As-tu déjà pensé à ouvrir un espace en Algérie ?

Je n’ai jamais été une sorte de porte-drapeau, je considère que je parle au monde. Le mois dernier, je suis allé au ARoS Aarhus Kunstmuseum pour l’exposition de Douglas Gordon, puis je suis allé à Los Angeles. Je fais beaucoup de choses différentes : je vais voir des expositions et des foires, je fais des visites d’atelier. Nous organisons notre quatrième vente de charité en mars / avril. Les bénéfices sont reversés à l’Institut Imagine pour les maladies génétiques.

Quelles sont les leçons que tu tires des vingt dernières années ?

Il faut garder une âme d’enfant. Être exigeant, persévérant et tenace. Toujours regarder l’avenir avec douceur. Il y a vingt ans, j’avais une toute petite galerie, j’étais un boutiquier, et il existait très peu de foires. Aujourd’hui, la mondialisation est réelle, comme l’interconnexion entre galeries, institutions, musées et fondations. Aujourd’hui, la galerie n’est plus l’unique lieu d’expression, c’est aussi un maillage avec d’autres lieux d’expression.

Tes prédictions pour les vingt prochaines années ?
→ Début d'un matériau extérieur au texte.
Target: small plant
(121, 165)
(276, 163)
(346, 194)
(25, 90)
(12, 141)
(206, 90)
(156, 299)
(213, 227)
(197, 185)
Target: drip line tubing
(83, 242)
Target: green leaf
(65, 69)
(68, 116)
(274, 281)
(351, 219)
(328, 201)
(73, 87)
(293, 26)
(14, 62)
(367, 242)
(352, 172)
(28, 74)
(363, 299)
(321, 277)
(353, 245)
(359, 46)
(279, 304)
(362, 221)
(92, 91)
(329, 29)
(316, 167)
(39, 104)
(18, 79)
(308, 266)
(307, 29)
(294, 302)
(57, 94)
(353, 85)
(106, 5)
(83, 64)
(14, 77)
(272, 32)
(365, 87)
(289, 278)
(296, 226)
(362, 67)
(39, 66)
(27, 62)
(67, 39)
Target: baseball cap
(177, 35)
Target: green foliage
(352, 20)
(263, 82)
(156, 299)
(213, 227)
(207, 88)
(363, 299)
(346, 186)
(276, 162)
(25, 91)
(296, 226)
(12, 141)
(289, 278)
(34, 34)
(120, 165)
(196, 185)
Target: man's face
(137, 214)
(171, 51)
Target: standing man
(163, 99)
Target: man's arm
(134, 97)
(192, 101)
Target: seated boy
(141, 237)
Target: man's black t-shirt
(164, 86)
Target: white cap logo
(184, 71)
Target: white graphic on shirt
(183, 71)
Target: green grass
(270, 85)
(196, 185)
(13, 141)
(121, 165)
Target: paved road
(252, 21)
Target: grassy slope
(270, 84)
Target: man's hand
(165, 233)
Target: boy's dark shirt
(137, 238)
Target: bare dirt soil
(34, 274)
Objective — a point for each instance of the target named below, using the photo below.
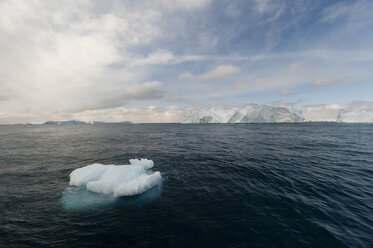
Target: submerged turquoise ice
(118, 180)
(98, 185)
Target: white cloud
(215, 74)
(326, 82)
(286, 93)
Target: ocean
(223, 185)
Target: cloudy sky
(146, 61)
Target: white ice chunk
(82, 176)
(120, 180)
(147, 163)
(138, 185)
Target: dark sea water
(249, 185)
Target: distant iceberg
(356, 113)
(64, 122)
(248, 113)
(117, 180)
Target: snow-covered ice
(248, 113)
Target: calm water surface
(249, 185)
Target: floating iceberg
(248, 113)
(117, 180)
(356, 113)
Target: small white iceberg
(118, 180)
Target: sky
(150, 61)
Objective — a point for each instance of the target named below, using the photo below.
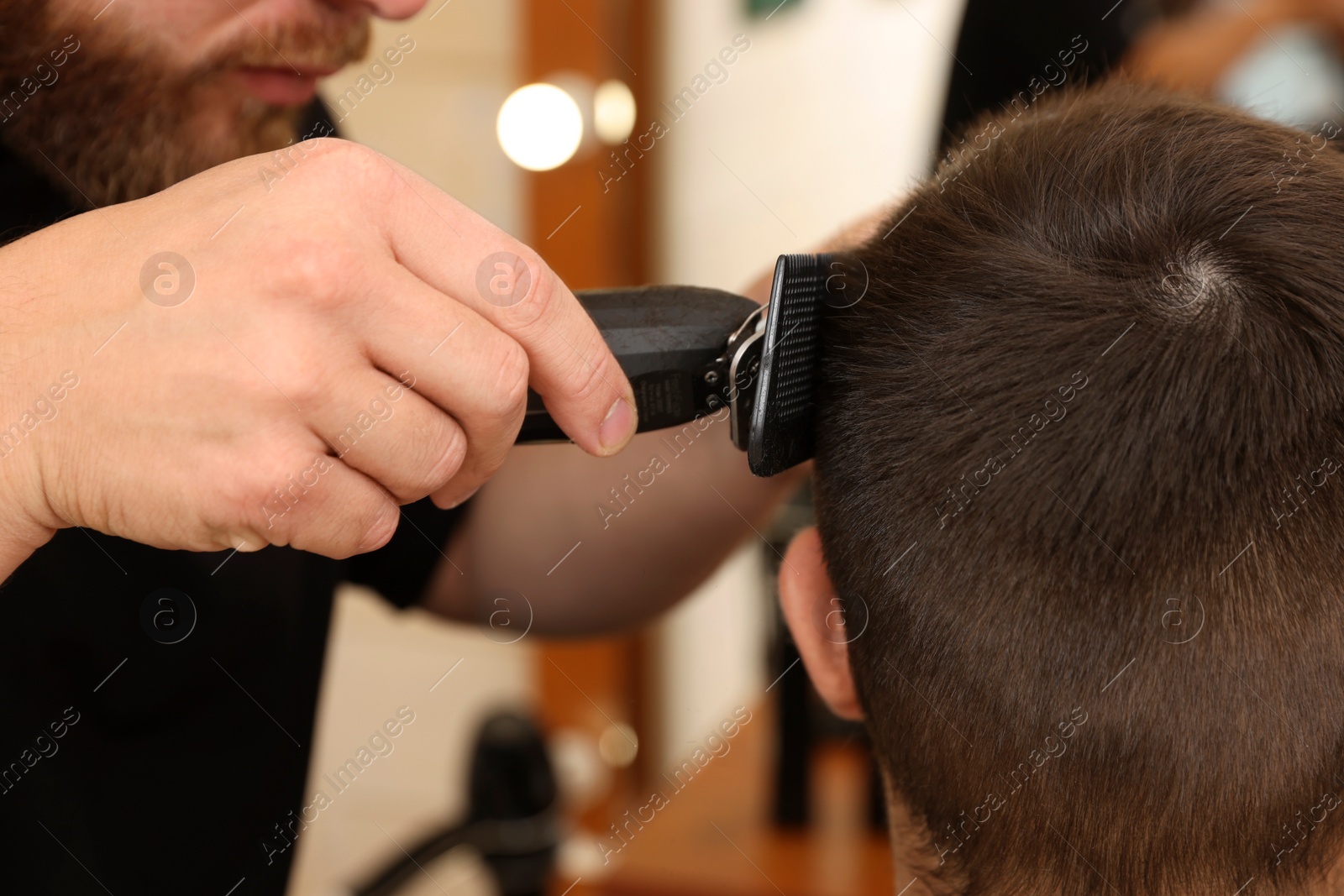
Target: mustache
(328, 40)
Je ne peux pas prédire ce qui se passera dans vingt ans ! Serai-je encore galeriste ? Peut-être que je ferai ce métier autrement. Si je regarde la personne que je suis aujourd’hui, et celle que j’étais il y a vingt ans, ce sont deux personnes différentes. Aujourd’hui j’ai 53 ans, et je ne veux pas répéter les schémas existants. Je vis dans mon époque, je suis sur un fil. J’aime l’idée d’adaptation : il faut anticiper le monde et se projeter. Si un jour je me dis “c’était mieux avant”, alors je m’arrêterai parce qu’il n’y aura plus de jouissance ou de désir dans ce que je fais. Faire cette profession, c’est transmettre son propre désir et sa passion.